Poco a poco, mis pies empezaron a quedar al descubierto, el agua se estaba retirando, empezó a recogerse colina abajo y todo lo que estaba bajo el lago, empezó a reaparecer. Pequeñas casitas de madera quedaron visibles nuevamente, estaban pintadas de colores vistosos.

Con mis pies descalzos, caminé, hasta que el agua las dejó completamente al descubierto. Vi que unos niños empezaron a corretear, su ropa era antigua, sus pieles oscuras.

Seguí a los niños, curioso. Un camino de tierra se abrió paso en medio de todas las casas, parecía un día agitado para sus habitantes. Una señora de cabello largo y negro, colgaba la ropa en su patio. Volteó a mirarme y me dedicó una sonrisa. Yo seguí caminando por el lugar. Un anciano, sentado en su mecedora, hizo lo mismo y cuando miré hacia adelante, estaba la catedral de Aguas Azules. El campanario sonó. Caminé fascinado hacia ella.

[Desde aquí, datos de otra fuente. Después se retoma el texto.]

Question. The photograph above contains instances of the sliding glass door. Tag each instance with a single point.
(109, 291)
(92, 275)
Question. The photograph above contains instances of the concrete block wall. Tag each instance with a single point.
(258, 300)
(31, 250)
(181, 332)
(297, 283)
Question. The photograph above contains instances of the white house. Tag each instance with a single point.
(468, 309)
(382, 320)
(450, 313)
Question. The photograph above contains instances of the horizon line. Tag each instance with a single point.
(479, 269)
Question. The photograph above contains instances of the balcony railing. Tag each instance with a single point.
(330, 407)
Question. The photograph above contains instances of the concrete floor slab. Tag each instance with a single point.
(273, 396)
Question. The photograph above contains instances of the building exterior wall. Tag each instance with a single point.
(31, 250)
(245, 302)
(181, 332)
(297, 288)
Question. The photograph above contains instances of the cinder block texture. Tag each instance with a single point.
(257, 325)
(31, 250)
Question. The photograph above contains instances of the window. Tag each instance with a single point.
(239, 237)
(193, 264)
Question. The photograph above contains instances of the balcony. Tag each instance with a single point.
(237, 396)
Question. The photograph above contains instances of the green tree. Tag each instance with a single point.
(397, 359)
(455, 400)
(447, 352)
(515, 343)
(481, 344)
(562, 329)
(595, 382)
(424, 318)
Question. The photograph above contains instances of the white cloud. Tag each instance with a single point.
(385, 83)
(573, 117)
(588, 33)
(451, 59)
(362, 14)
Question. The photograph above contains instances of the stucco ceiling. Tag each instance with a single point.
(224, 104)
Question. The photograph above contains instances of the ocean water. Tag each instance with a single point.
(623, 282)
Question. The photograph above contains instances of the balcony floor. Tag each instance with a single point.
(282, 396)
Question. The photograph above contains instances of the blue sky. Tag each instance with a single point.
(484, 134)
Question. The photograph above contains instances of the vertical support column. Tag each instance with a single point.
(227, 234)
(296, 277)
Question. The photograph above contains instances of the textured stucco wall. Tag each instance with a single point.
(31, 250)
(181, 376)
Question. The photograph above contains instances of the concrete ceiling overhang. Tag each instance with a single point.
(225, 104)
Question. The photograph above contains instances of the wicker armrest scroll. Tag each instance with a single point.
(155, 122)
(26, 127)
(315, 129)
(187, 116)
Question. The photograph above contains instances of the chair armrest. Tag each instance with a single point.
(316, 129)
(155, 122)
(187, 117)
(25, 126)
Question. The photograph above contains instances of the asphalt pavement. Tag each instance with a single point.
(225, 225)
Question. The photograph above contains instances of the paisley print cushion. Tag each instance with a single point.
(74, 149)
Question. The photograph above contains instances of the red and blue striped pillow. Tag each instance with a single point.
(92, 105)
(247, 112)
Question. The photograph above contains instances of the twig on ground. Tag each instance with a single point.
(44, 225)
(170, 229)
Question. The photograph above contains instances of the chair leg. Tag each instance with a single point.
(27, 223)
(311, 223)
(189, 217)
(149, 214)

Pasé cerca de una casa muy hermosa y grande en comparación del resto. Tenía más personas alrededor. Todos me miraron y yo detuve el paso. Observé hacia la casa y una mujer salió de ella, era Lucero Amaral, me sonrió y se acercó a mí, me miró como quien mira a un hijo regresar de la guerra. Estuvo a punto de tocar mi rostro, pero no lo hizo, retiró su mano y sólo me sonrió. Iba a dar un paso para entrar a su casa, pero ella negó con la cabeza. No quiso que pasara, me extrañé.

Escuché un estruendoso ruido venir desde lejos, era una ola gigante que bajaba por la colina, la miré y ella siguió sonriendo. No me quise mover, estaba esperando que la ola me llevara.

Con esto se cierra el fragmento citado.